A partir de 1973, le Militant commençait à capter l’attention de militants individuels et de groupes révolutionnaires à l’étranger. Sa campagne de solidarité et de lutte contre la dictature franquiste, en Espagne, lui a permis de développer une organisation révolutionnaire clandestine, en Espagne, qui après la chute de Franco a connu un développement impressionnant, et publie aujourd’hui El Militante. Il a également pu établir une organisation en Irlande. D’autres contacts ont été pris en Allemagne, en Suède et en Italie. Mais la plus grande section de l’organisation internationale qui prenait forme restait la section britannique. Au moment de mon adhésion, en 1973, il y avait environ 250 adhérents. Vers la fin des années 80, il y en avait près de 7000, avec quelques 200 permanents, une base sociale massive à Liverpool, de nombreux élus locaux et deux députés travaillistes à la Chambre des Communes (le Parlement britannique).
A partir de 1990, l’irresponsabilité de plusieurs collaborateurs de Ted a détruit une partie de ce qui avait été accompli en Grande-Bretagne. Un certain nombre de dirigeants duMilitant se sont convaincus qu’ils n’avaient plus besoin de s’orienter vers le mouvement travailliste et sa base syndicale massive. Ils considéraient également qu’une attitude trop insistante, à l’égard de la théorie et des méthodes de travail, constituaient un obstacle au développement du « parti révolutionnaire de masse », envisagé désormais comme un objectif à très court terme. Ted Grant et Alan Woods, en particulier, se sont opposés à cette dérive ultra-gauchiste, ce qui a entraîné leur exclusion et une scission. Le Militant a donc cessé d’exister au profit du journal d’un « Parti Socialiste » lancé dans l’indifférence générale. Cette aventure sectaire a abouti à un véritable effondrement de l’organisation britannique, dont les effectifs n’ont cessé de chuter.
Bien que minoritaire en Grande-Bretagne, la plateforme de Ted Grant et Alan Woods était largement majoritaire dans l’organisation internationale, et Ted ne fut pas perturbé outre mesure par ce revers. C’était tout à fait dans sa nature. Rien ni personne ne pouvait ébranler sa confiance dans l’avenir du mouvement marxiste. Cette confiance, il l’a gardée jusqu’à son dernier souffle. Il faut juste se remettre au travail, disait-il, rétablir les orientations et les bases théoriques du mouvement, et les désagréments occasionnés par la scission seront rapidement surmontés.

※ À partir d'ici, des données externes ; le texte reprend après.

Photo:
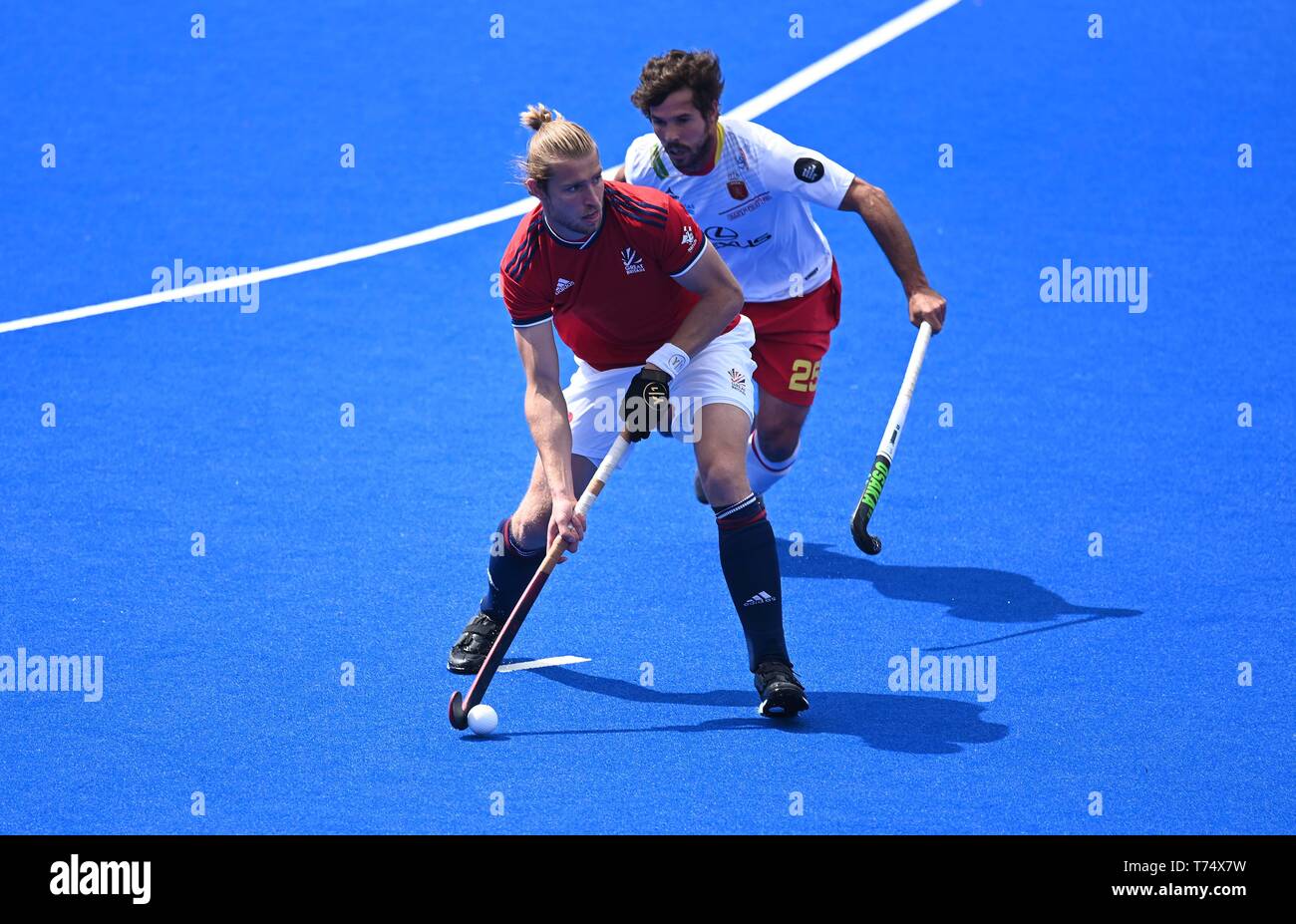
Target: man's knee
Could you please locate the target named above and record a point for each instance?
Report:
(779, 437)
(725, 481)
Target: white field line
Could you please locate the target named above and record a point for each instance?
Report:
(542, 663)
(757, 105)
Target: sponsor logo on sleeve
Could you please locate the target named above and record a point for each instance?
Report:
(631, 260)
(808, 169)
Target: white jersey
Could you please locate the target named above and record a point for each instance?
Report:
(755, 205)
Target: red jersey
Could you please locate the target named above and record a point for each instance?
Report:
(612, 297)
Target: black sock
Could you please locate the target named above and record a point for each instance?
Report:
(751, 565)
(506, 575)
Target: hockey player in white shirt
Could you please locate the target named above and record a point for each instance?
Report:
(751, 189)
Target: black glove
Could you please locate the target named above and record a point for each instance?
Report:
(647, 405)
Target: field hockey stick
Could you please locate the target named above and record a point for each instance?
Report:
(871, 544)
(461, 705)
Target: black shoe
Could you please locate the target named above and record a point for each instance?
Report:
(474, 646)
(781, 691)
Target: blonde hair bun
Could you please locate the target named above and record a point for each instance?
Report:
(538, 116)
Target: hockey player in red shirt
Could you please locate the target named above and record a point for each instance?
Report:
(648, 307)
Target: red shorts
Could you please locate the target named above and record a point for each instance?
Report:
(791, 338)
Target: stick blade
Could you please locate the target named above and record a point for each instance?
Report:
(458, 717)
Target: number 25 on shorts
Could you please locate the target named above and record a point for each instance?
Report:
(805, 376)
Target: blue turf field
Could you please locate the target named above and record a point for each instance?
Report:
(1115, 674)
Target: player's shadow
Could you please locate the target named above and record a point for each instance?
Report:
(914, 725)
(975, 594)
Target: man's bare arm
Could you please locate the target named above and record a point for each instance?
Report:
(888, 229)
(721, 299)
(545, 409)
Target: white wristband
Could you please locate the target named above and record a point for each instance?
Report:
(670, 359)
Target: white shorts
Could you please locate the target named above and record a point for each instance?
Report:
(720, 374)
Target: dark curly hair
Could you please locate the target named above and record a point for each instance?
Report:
(664, 74)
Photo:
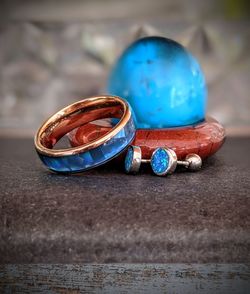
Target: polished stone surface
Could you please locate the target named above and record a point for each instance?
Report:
(162, 81)
(160, 161)
(104, 215)
(129, 159)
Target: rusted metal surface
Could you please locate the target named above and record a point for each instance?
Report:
(126, 278)
(104, 215)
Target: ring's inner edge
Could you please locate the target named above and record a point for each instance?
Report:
(77, 118)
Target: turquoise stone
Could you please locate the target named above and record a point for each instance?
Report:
(162, 81)
(129, 159)
(160, 161)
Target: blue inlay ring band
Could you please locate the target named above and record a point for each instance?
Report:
(91, 154)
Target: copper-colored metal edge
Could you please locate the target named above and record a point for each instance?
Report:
(97, 100)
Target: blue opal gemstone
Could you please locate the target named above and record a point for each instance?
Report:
(129, 159)
(160, 161)
(94, 157)
(162, 81)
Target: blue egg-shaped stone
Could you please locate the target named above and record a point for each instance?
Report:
(162, 81)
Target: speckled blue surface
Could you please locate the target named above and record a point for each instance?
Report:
(129, 159)
(162, 82)
(160, 161)
(94, 157)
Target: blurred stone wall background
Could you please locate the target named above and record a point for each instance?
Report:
(53, 53)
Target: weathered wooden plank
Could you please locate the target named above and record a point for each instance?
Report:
(126, 278)
(106, 216)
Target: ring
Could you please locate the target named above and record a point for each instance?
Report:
(95, 152)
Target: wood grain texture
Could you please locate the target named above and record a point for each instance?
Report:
(125, 278)
(106, 216)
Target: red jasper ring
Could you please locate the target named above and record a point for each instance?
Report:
(203, 138)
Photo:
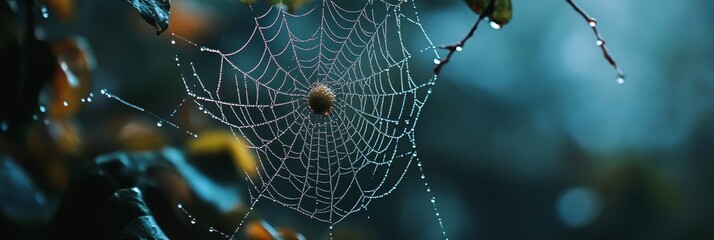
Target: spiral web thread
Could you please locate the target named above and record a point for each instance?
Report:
(376, 59)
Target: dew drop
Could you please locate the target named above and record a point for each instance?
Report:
(592, 23)
(45, 13)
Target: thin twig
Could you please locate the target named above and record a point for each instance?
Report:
(600, 41)
(458, 46)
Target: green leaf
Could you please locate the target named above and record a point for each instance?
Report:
(502, 11)
(154, 12)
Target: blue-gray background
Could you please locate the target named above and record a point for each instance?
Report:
(527, 134)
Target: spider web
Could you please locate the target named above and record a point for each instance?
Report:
(376, 58)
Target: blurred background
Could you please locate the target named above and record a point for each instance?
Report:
(527, 134)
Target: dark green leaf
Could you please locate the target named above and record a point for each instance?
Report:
(154, 12)
(501, 10)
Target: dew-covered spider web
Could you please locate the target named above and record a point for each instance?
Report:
(377, 60)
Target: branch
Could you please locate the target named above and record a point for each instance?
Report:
(458, 46)
(600, 41)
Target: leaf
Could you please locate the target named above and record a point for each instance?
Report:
(502, 10)
(154, 12)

Encore un fois, il n’avait pas tort. Le mouvement international marxiste qui s’est construit sur les épaules de cet homme impressionnant n’a jamais été plus fort qu’aujourd’hui. Il est implanté dans près d’une trentaine de pays, du Pakistan aux Etats-Unis, en passant par pratiquement tous les pays de l’Europe occidentale et plusieurs pays latino-américains. Son autorité politique n’a jamais été aussi si grande.
C’est là un témoignage vivant de la grandeur et de l’accomplissement de cet homme. Ted Grant conservera à tout jamais, dans nos coeurs et dans l’esprit révolutionnaire qui nous anime, la place qui revient à l’un des plus grands représentants de la pensée et de l’action marxistes dans l’histoire du mouvement ouvrier. Il a donné toute sa vie, chaque fibre de son être, à la défense des opprimés de ce monde. Il mérite notre respect et notre gratitude. Mais avant tout, nous lui offrons notre engagement, nous aussi, de consacrer notre énergie, notre dévouement et notre vie à la grande cause du socialisme international.